The artificial intelligence industry is unique in that it has evolved to the point of making dramatic impacts across other markets. AI is used to help businesses scale, improve customer experiences, decrease waste and streamline cumbersome tasks. Ventana Research sees the need for AI innovation for the future of technology and the many other industries it influences, but making such tools available to everyone at fairly low costs can be difficult. It is no surprise that nearly two-thirds (62%) of organizations report using machine learning today, and nearly three-quarters (72%) of organizations participating in our research say they plan to increase ML use.
H2O.ai is a vendor on the forefront of democratizing AI, making AI accessible for everyone through its open-source ML and data science platform to simplify the process of building smarter applications. H2O provides support for marketing, insurance, healthcare, retail, telecommunications, manufacturing and financial services. H2O’s AutoML makes the process of evaluating and training ML models easier, reducing the need for expertise in machine learning and boosting data scalability. H2O has a variety of products to simplify procedures, increasing efficiency via AI models and applications through H2O AI Hybrid Cloud, which provides developers or data scientists an automated engineering process and supplies data connectors to ingest data from various stores such as databases, Apache Hadoop and object storage services. H2O’s approach to training the best models in the shortest amount of time with its open-source platform highlights the increase of reproducibility, thereby establishing a foundation for research or applications. These products attempt to help data scientists accelerate the process of building models by utilizing automatic algorithm selection, model validation, feature engineering and hyper-parameter tuning. H2O’s dedication to democratizing AI is a significant contribution to the transformation of the market, which in turn expands the accessibility of such technologies as a force multiplier in every industry.
Our analysis finds that AI will be at the forefront of the majority of technological developments over the course of the next decade. By advancing the distribution of such tools, H2O.ai is helping to surpass current demand and set the tone for future technological business ventures. H2O’s approach of implementing AI tools through various products into a variety of enterprises expands the range of its influence through an AI cloud dataset trainer, advanced natural language processing models and publication of AI apps. H2O’s AI AppStore allows organizations to choose from a selection of pre-built software or to rapidly build and share their AI applications across the enterprise. Organizations can leverage the data science technologies to develop easily customizable apps across all aspects of business. H2O’s AI Hybrid Cloud platform accelerates the creation of models with advanced features, allowing organizations to gather valuable data within tabular and structured data forms to help identify customers, detect fraud, predict failures and much more.
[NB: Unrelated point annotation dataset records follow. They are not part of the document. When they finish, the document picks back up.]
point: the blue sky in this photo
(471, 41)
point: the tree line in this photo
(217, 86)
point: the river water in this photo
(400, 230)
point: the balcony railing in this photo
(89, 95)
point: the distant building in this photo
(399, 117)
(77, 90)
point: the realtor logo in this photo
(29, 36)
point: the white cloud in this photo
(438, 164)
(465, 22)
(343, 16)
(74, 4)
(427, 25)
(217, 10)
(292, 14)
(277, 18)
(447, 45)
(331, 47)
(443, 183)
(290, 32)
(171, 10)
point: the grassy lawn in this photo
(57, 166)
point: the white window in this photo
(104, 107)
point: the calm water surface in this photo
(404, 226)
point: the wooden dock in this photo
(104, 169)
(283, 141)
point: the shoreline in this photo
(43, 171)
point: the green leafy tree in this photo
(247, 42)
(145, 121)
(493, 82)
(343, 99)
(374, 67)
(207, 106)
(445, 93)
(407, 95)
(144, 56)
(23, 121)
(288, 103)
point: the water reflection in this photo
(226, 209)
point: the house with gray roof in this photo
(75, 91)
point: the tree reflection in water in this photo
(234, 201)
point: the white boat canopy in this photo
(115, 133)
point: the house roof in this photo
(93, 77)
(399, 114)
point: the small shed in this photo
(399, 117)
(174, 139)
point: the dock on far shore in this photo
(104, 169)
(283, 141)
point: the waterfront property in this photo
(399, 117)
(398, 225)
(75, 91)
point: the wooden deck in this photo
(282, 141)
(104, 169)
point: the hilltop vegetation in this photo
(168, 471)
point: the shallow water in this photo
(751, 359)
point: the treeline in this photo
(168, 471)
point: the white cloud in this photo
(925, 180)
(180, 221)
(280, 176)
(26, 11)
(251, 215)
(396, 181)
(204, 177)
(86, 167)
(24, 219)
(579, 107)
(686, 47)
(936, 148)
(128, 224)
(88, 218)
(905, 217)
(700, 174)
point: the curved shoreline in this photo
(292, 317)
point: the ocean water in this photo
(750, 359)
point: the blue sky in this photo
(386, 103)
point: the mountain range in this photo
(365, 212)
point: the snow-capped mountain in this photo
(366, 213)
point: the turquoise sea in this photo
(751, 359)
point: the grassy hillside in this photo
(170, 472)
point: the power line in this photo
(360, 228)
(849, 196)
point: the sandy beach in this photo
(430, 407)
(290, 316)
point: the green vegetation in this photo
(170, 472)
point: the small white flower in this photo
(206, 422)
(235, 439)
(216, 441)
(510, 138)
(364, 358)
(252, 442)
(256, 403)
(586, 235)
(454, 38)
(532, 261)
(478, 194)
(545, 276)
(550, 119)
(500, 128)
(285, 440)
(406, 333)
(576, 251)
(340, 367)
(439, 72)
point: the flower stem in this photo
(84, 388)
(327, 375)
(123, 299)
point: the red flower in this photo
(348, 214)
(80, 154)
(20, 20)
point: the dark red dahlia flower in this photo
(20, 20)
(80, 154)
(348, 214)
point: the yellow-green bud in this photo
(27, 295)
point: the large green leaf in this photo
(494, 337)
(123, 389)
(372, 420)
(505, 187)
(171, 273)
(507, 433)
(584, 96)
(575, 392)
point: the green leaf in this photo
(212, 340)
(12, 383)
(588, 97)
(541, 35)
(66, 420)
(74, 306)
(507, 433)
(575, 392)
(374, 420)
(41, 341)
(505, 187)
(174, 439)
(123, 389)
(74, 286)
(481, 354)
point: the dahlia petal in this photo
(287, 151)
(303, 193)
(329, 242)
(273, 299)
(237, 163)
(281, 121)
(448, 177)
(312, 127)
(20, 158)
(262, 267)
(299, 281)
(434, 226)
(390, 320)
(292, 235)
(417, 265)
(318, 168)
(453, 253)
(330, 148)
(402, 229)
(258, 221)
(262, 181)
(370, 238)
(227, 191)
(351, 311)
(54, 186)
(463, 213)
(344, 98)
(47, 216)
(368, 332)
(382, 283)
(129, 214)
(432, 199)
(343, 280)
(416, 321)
Organizations seeking a simple, more accessible and improved way to train large datasets or deploy state-of-the-art AI models should examine H2O.ai’s wide array of products in the search for solutions. H2O.ai needs to continue developing more models to include within its pre-built application platform to ensure easy access to a range of solutions for customers. By 2023, more than three-quarters of analytics processes will be enhanced by AI/ML to streamline operations and increase the value derived from data. By enhancing interaction constraints, improving documentation programs and building upon current features within products, H2O’s solution sets would be applicable to any organization in need.
Organizations across industries can use H2O.ai’s products to effectively implement AI models and advanced data analytic tools, empowering operating plans. Image and video data, security improvements, automatic feature engineering, time-series issues, development frameworks, sophisticated AI application development, machine learning operations technologies and monitoring and prediction are just a few ways in which newly accessible AI tools can be used to boost efficiency and productivity.